For the moment, voters have been spared new attempts to raise the threshold for ballot measure passage. Bills proposing to increase the threshold needed for passage to 66.7 percent, or passage by a majority of voters and counties, failed, as did a measure that would have allowed the legislature to amend constitutional amendments proposed by voters. But Arkansas legislators have a track record of coming back and passing ballot measure changes that voters have rejected. In 2020, voters defeated a constitutional amendment that would have increased the number of counties where signatures had to be collected; lawmakers turned around and passed a bill doing just that three years later.
Meanwhile, with an eye to 2026, the League of Women Voters has proposed a citizen initiative ballot measure that would reform the entire ballot measure process by clarifying the roles of the attorney general, secretary of state, state supreme court, and General Assembly. This week, Arkansas Attorney General Tim Griffin sent the measure back to the LWV a second time, noting that the organization, in resolving some concerns, had introduced new ones.
Arkansas voters increasingly view state lawmakers as indifferent to their concerns, echoes of what I learned about the initiative process in South Dakota. Arkansas lawmakers are more committed to staying in power and wielding it on behalf of their own social and economic agendas.

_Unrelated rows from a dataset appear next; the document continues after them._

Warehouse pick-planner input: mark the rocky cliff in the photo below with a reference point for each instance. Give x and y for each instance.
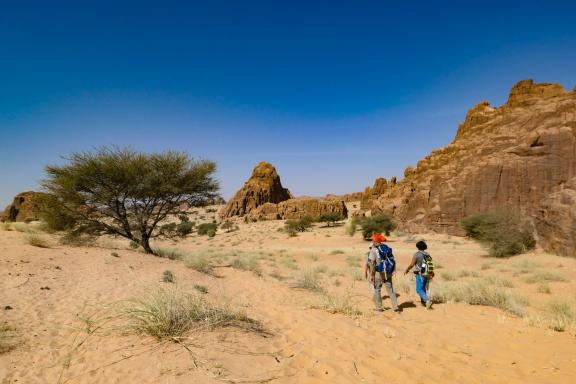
(519, 156)
(23, 208)
(264, 186)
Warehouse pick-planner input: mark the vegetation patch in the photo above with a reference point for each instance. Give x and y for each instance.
(171, 314)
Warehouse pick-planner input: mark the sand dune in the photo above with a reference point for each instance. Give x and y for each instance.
(61, 298)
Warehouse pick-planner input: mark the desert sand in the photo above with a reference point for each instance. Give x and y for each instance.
(62, 299)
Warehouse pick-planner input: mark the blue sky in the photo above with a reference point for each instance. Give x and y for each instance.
(334, 94)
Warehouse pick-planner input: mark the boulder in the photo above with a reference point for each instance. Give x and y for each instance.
(264, 186)
(24, 207)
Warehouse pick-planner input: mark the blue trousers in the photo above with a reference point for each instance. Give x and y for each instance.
(421, 287)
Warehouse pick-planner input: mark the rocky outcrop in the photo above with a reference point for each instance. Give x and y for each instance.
(263, 187)
(24, 207)
(555, 220)
(519, 156)
(298, 208)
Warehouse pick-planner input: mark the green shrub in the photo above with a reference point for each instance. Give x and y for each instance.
(376, 224)
(184, 228)
(207, 229)
(171, 314)
(168, 277)
(503, 234)
(330, 218)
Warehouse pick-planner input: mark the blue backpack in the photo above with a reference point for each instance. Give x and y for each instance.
(387, 262)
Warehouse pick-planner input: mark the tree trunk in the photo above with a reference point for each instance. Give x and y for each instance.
(145, 243)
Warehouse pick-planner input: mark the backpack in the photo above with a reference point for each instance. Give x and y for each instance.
(427, 267)
(387, 262)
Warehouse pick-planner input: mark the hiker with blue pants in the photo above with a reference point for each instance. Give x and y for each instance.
(377, 278)
(418, 266)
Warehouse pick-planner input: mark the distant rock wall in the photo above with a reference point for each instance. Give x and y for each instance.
(519, 156)
(23, 208)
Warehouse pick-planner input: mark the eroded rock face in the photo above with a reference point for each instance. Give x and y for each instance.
(518, 156)
(23, 208)
(298, 208)
(263, 187)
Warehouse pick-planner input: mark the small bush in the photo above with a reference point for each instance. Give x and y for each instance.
(199, 262)
(376, 224)
(542, 276)
(330, 218)
(207, 228)
(562, 315)
(503, 234)
(171, 314)
(7, 338)
(352, 227)
(184, 228)
(309, 280)
(169, 253)
(247, 263)
(168, 277)
(37, 241)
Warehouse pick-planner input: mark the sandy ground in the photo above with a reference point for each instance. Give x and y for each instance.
(63, 335)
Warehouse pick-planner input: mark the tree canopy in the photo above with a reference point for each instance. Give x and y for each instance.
(125, 192)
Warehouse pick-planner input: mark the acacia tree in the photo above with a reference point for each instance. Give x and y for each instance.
(126, 192)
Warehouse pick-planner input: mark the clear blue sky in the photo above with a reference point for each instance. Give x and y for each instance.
(333, 93)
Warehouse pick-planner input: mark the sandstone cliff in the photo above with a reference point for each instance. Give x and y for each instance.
(23, 208)
(264, 186)
(519, 156)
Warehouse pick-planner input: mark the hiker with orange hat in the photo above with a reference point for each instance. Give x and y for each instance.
(381, 265)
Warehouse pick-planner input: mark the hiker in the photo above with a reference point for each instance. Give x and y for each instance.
(423, 269)
(380, 267)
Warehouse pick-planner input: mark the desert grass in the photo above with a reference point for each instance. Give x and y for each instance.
(543, 288)
(480, 292)
(37, 241)
(168, 276)
(309, 280)
(247, 263)
(170, 314)
(7, 338)
(562, 315)
(337, 304)
(543, 276)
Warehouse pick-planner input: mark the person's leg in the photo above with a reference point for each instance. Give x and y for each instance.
(391, 293)
(421, 288)
(377, 292)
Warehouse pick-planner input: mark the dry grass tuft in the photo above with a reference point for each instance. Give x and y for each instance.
(7, 338)
(37, 241)
(171, 314)
(480, 292)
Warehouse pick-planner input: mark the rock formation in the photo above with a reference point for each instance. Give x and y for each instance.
(519, 156)
(23, 208)
(298, 208)
(264, 186)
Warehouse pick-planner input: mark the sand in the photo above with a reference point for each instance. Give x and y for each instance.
(63, 335)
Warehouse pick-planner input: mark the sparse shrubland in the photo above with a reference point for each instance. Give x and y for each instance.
(171, 314)
(503, 234)
(376, 224)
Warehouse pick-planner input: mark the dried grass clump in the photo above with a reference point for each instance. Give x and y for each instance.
(7, 338)
(247, 263)
(199, 262)
(310, 281)
(543, 276)
(480, 292)
(171, 314)
(562, 315)
(37, 241)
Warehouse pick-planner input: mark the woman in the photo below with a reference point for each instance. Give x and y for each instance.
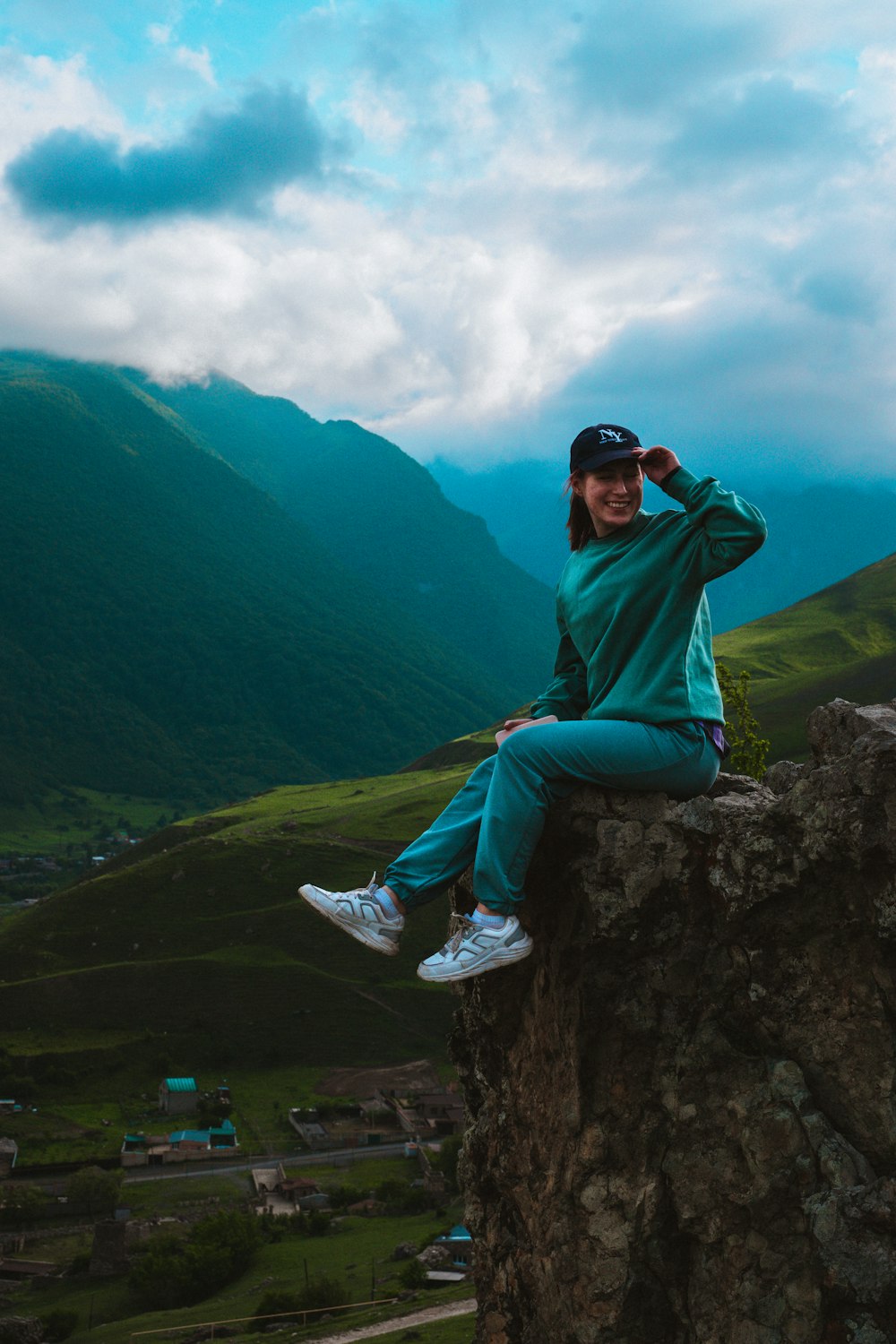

“Most issues around quality of life, frankly, are not terribly partisan,” says Kopsky. “In Arkansas, our minimum wage would still be $7.25, if it weren’t for direct democracy. We wouldn’t have any campaign finance laws [or] ethics laws. Medical marijuana would still be illegal. The things that we’ve passed through ballot measures have been really important to the state and are hugely popular. People care about their schools, and they don’t care about all this ideological baloney.”